An Astounding Tessellated Home in Greece Burrows Into the Earth
A 10-year project on the island of Milos culminates in a sunken residence shaped by a 19th-century math formula.
A 10-year project on the island of Milos culminates in a sunken residence shaped by a 19th-century math formula.
Ten years ago, in the project’s nascent stages, the architects started by walking. "The topography is very, very important," says Carlos Loperena. "So, we actually walked all of it."
Adds Alexandros Vaitsos: "Not only did we walk all of it, we spent time there. The idea was to feel out the place completely. We were not trying to create a house to be inhabited. We were inhabiting the entire landscape. And we were feeling Vaitsosthe vibe of each individual place, because it has a gigantic variety of experience."

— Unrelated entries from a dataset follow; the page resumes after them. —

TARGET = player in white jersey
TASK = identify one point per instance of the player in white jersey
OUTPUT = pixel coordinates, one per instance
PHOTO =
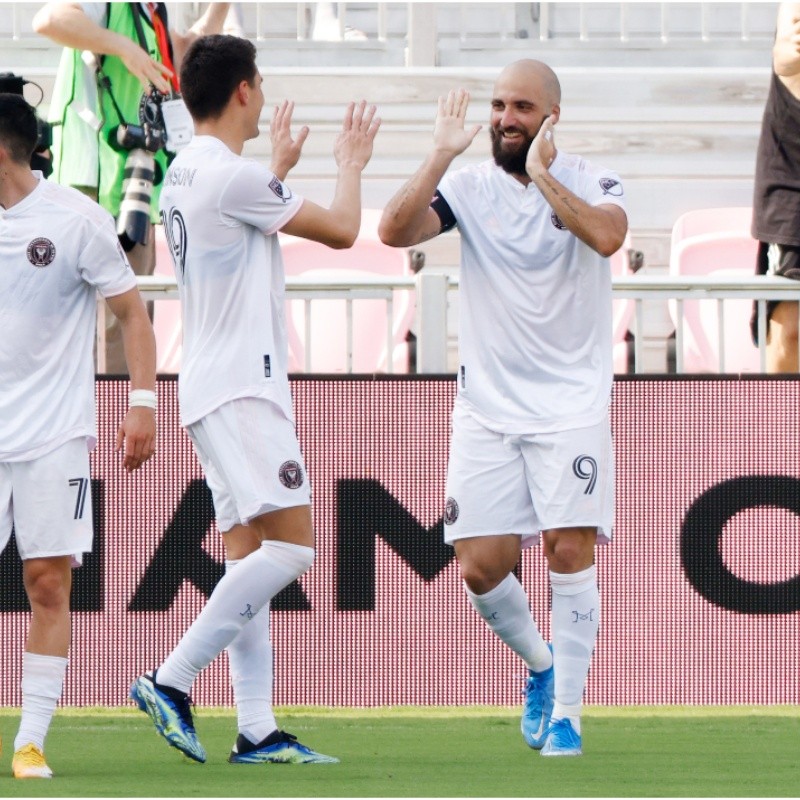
(57, 250)
(222, 213)
(531, 449)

Loperena and Vaitsos are the founding partners of DECA Architecture in Athens, and when the client first approached them about building out this 90,000-square-meter parcel on the Greek island of Milos, the goal was to achieve the opposite of the typical vacation community—that of overdeveloping and plopping houses down for the best view.
Instead, the client wanted to "maintain the natural conditions of the site" as much as possible, says the firm. After a thorough inventory and many steps logged, the architects suggested inserting five separate "corrals" at different points on the property. These corrals are defined as an "informal and empirical way of zoning" on the Greek islands, and are used to demarcate different uses, including residential, agricultural, and wilderness preservation.
First, DECA completed the Immersion Corral in 2012, a small two-bedroom home that perches cliffside and enjoys dramatic ocean views. In 2013, they installed the Orchard Corral, which contains 20,000 square meters of productive olive trees, the largest grove on the island. A protected Preservation Corral is planted with fruit trees unique to the island that are in danger of extinction. That’s "what's considered in the Greek Islands a forest, because it has incredible biodiversity but with very short plants," says Vaitsos.